Republicans at all levels of government have embraced this sordid playbook. This needs to stop, and the only way to do that is for Congress to step in. Every American deserves political representation that ensures their voice is heard and their vote is counted.
In her moving poem on Inauguration Day, Amanda Gorman captured the meaning of the attempted insurrection on January 6, saying, “We’ve seen a force that would shatter our nation rather than share it.” As we’re seeing, those forces are alive and active in Republican-controlled legislatures. If we are to live up to her prognostication that “while democracy can be periodically delayed, it can never be permanently defeated,” we must pass H.R. 1 now and stop those who would shatter our democracy not just in the halls of our Capitol but in the laws of our land.
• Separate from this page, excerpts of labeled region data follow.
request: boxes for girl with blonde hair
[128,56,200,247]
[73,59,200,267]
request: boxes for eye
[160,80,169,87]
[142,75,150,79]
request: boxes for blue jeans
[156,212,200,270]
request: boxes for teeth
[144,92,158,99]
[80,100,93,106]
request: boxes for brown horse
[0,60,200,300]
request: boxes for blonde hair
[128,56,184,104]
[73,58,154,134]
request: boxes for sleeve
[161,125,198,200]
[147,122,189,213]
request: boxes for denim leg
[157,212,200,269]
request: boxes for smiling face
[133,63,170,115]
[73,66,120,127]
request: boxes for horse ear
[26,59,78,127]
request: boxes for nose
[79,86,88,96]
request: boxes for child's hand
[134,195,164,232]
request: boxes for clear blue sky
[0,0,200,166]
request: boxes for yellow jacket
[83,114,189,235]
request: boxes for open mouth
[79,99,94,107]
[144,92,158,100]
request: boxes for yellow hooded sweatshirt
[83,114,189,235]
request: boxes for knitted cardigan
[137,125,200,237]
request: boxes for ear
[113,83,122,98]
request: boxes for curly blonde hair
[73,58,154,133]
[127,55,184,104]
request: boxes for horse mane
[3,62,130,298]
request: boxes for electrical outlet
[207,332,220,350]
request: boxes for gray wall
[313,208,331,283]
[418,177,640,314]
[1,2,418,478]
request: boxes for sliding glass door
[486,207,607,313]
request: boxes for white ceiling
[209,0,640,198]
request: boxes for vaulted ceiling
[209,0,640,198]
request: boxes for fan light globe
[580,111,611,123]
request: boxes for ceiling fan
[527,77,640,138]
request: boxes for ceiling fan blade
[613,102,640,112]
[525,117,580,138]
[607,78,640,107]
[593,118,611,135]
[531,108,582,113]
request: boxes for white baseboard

Rep. Jim McGovern (D-Mass.) is the chair of the House Rules Committee. He has successfully introduced rules changes to increase transparency, tighten ethics requirements and foster collegiality in Congress. He was the first House chair to swear off corporate PAC money and is a nationwide leader in the fight to get big money out of politics.
Ellen Kurz is the founder of iVote, a voting rights organization that helped pass automatic voter registration in several states, including passing the 2018 NV ballot initiative that resulted in the largest gain of registration in the country last year. She also helps elect pro-voting secretaries of state throughout the country.
The views expressed in this article are the writers’ own.